恋人同士の囁きのように、耳元で優しく告げる。
下手に関わり過ぎると、今度は私がサガさんを支配するようになってしまうから、気をつけなくてはいけないんだけど…。
私の立ち位置は毒になってはならない。
側にいすぎるのも問題だが、その点は3ヶ月後…今からだと大体2ヶ月後か、の日本へ帰る段階でどうにかすればいい。

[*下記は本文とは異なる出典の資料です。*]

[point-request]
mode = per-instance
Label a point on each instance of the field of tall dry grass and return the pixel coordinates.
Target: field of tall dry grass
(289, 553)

記憶を消すのであれば、サガさんにお願いするだけで、きっと彼自身断ち切ってくれることだろう。
彼だって、いい大人なのだ。
それに、私の時とは違ってプラトニックだから、そこも守りきらなくてはならないなぁと思いながら、ぽんぽん、とその頭を叩くように撫でて椅子から降りる。

「ほら、休憩は終わりだ。残りも君なら余裕だろう?」

ちゅ、と額に口付けて、その場を離れようとした。
ら、突然立ち上がった彼が私の手を引いて、頬に口付けてくる。
驚いてぱちり、瞬いてその顔を見る。
目元を色っぽく染めた彼は、何か文句があるのか、と言いたげにこちらを睨んでいる。
…どこかで見たことがある、と思ったら、昔の一輝君の照れ隠しだ。
それにしても、誘いはかけてくるのにほっぺにチューは照れるとは、いったいどういう基準なのか。
考えながらも顔はにっこり笑って、頑張ってね?と告げる。